Selected from more than 400 competing projects in his research category, Dr. Balasubramanian, assistant professor of mechanical engineering, robotics, earns his NSF CAREER Investigator award for breakthroughs in using robotics to repair the human body.
Balasubramanian designs miniature implantable mechanisms for attaching muscles to tendons and bone in orthopedic surgery. The implants take the form of passive mechanisms that increase the range of motion over tradition attachment methods, such as suturing.
“The suture has been central -- and useful -- to surgery for 30,000 years. But in reconstructive orthopedic surgery when attaching muscle or tendon to bone, the suture is not sophisticated enough to replicate the range of motion of, for example, the human hand. My research on implanting pulley systems into a damaged hand allows a greater range of motion, and better grasping actions. We are learning that the human body’s mechanics can be seamlessly integrated with implanted mechanical devices,” Balasubramanian said.
His work, funded at $517,000 for five years, is expected to transform orthopedic surgery and improve quality of life, since the design methods developed will be applicable to a broad range of upper- and lower-extremity surgeries.
Like the NSF program, the Defense Department’s Young Investigators Awards seek outstanding candidates from a pool of college and university faculty who have obtained tenure-track positions within the past five years. The Office of Naval Research selected 47 winners from 280 highly qualified applicants, judging based on past performance, technical merit, potential scientific breakthrough and long-term university commitment.
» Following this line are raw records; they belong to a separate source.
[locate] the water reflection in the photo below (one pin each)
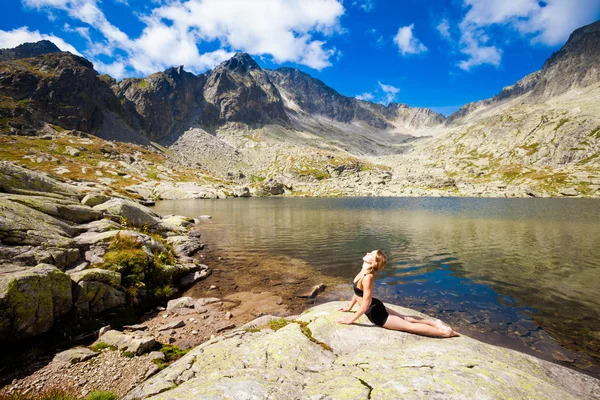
(510, 258)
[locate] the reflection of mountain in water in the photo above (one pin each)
(543, 253)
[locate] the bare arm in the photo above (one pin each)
(349, 307)
(366, 300)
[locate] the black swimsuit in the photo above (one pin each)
(376, 312)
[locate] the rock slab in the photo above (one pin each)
(360, 361)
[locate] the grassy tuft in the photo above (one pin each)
(101, 395)
(98, 347)
(138, 269)
(172, 353)
(58, 394)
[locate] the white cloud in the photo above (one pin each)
(407, 43)
(366, 5)
(547, 23)
(282, 29)
(390, 93)
(444, 29)
(9, 39)
(365, 96)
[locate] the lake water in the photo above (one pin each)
(524, 269)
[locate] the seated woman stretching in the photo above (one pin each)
(381, 315)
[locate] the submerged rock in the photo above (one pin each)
(31, 299)
(358, 362)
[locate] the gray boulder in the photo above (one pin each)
(93, 297)
(358, 362)
(14, 179)
(31, 299)
(185, 246)
(68, 210)
(74, 355)
(135, 342)
(133, 214)
(94, 199)
(21, 225)
(96, 274)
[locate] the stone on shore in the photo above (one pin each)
(132, 213)
(94, 199)
(31, 299)
(185, 246)
(358, 361)
(74, 355)
(14, 179)
(137, 343)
For awardees, the DoD funding supports laboratory equipment, graduate student stipends and scholarships, and other expenses critical to ongoing and planned research studies.
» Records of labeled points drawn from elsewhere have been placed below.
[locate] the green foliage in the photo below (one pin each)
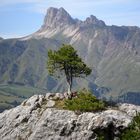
(133, 131)
(85, 102)
(66, 61)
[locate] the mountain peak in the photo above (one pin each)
(57, 17)
(93, 20)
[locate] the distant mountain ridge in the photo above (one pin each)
(113, 52)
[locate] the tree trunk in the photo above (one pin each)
(69, 88)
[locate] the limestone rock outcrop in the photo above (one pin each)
(34, 120)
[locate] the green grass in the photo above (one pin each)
(133, 131)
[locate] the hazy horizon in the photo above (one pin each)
(23, 17)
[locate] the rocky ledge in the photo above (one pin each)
(37, 119)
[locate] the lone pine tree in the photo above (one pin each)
(66, 61)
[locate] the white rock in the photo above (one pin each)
(33, 122)
(50, 103)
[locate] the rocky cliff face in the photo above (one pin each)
(36, 119)
(112, 52)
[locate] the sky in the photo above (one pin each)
(22, 17)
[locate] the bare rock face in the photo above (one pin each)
(32, 120)
(57, 17)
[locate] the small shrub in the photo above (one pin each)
(85, 102)
(133, 131)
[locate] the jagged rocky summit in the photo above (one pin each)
(113, 53)
(37, 119)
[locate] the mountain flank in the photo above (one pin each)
(113, 53)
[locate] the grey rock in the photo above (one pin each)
(50, 103)
(49, 96)
(59, 96)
Dr. Yiğit Mengüc, who joined the MIME robotics faculty last year, conducts research into soft robotics, a cutting edge research area that brings together soft electronics, bioinspired robotics, and emerging developments in fast actuation, electroactive systems, and stretchable material systems. To date, there are few concrete examples of robotics research that explore these areas together, and his research vision, funded at $510,000 for three years, will create a bio-inspired prototype.
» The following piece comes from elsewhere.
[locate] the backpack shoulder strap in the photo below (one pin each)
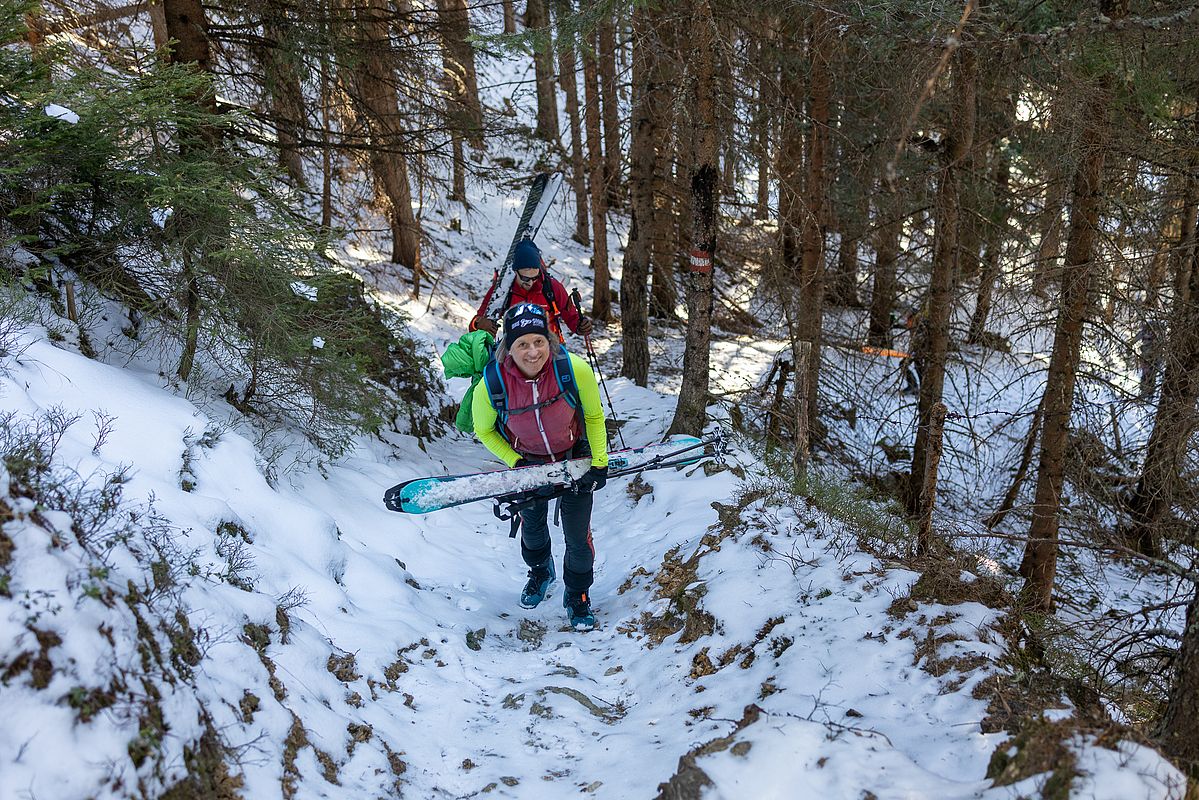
(564, 371)
(495, 390)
“Imagine a world where our robots and electronics are compliant and soft, more like an octopus than a machine, capable of incredible feats of shape shifting and interaction with marine environments,” Mengüc said.
Mengüc’s work will generate new knowledge and change the design framework for applications of soft robotics. He will concurrently pursue several innovations in soft robots inspired by the shape and behavior of octopus. His target innovations will leverage electrically-active fluids and custom 3D printing developed in his lab.
Initially, the prototype is targeted to function in the aquatic environments, but over the longer term, Mengüc foresees the potential to impact design for wearable soft robots and other terrestrial robots as well.
In the area of thermal-fluid sciences, Dr. David Blunck’s research takes a closer look at combustion science to generate new understandings on the sensitivities of ignition, turbulent combustion, and detonations to the presence of combustion products.
As a world leader in experimental studies of reacting flows, Blunck has accumulated numerous research honors for his approach to combustion, including the AIAA Pacific Northwest Section Young Engineer of the Year.
“If we can better predict combustion performance, we have the potential to save hundreds of millions of dollars in development and certification costs of new engines. Even minor concentrations of combustion products may significantly alter combustion processes, yet previous investigations of vitiation or exhaust gas recirculation have typically ignored such effects,” Blunck said.
The $600,000 award covers research and equipment costs will improving fundamental understanding needed for designing propulsion devices including two-stroke engines for UAVs, inter-turbine burners, augmentors, and pressure gain combustion devices.